It gets more complicated when I enter a room that was already otherwise occupied: Did I just enter the room or did the other person leave the room (i.e. enter the room I was in)?

Again, this is easier to differentiate when none of my (or the other person's) devices are moving (which would make a lot of sense, but isn't actually something I'm doing atm, because my HA config for tracking occupants is already a convoluted mess, 800+ lines not including general room occupancy and motion detection stuff. Once this room classification/location regression model works reasonably well I'll probably get rid of the HA config and move the functionality into a separate daemon). Otherwise HA will wait for ESPresense's room predictions to settle down (i.e. we're back to step A). HA also somewhat filters out incorrect predictions because it knows which rooms are occupied (thanks to mmWave occupancy sensors and some simple heuristics: the room must still be occupied when it was previously occupied and the door hasn't been opened, or - if the door is open - the door's motion sensor hasn't been triggered). Devices can only move between rooms when both rooms are occupied and the barrier is traversable. There is a fallback with a much larger timeout to allow such moves so devices don't incorrectly get stuck in the wrong rooms.

Which... all kind of begs the question: Do I even really want X, Y, Z coords at all (at least for my use case)? Hmm.

gunnarbeutner commented 9 months ago

Two more ideas:

The model allows for directional antennas, in fact it would probably make predictions better in general.

Reinforcement learning might be an idea for either predicting the location or learning to predict when a device is about to transition between areas of interest.
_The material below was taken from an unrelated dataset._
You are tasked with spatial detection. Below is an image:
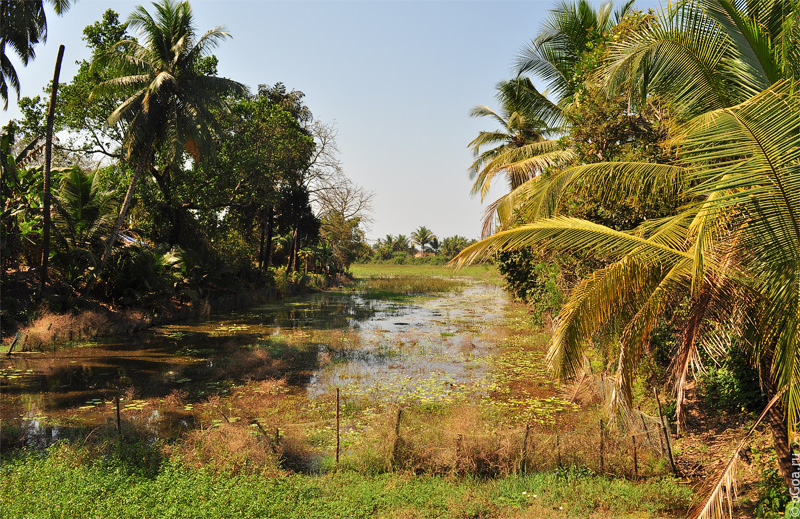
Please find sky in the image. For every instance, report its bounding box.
[0,0,659,242]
DTTerastar commented 8 months ago

My idea (that I haven't tried) is to just use a model for the rssi->distance calc. We can use the current data that is running the optimization as training for the model and then just use the current method for x,y,z.

stale[bot] commented 5 months ago

This issue has been automatically marked as stale because it has not had recent activity. It will be closed if no further activity occurs. Thank you for your contributions.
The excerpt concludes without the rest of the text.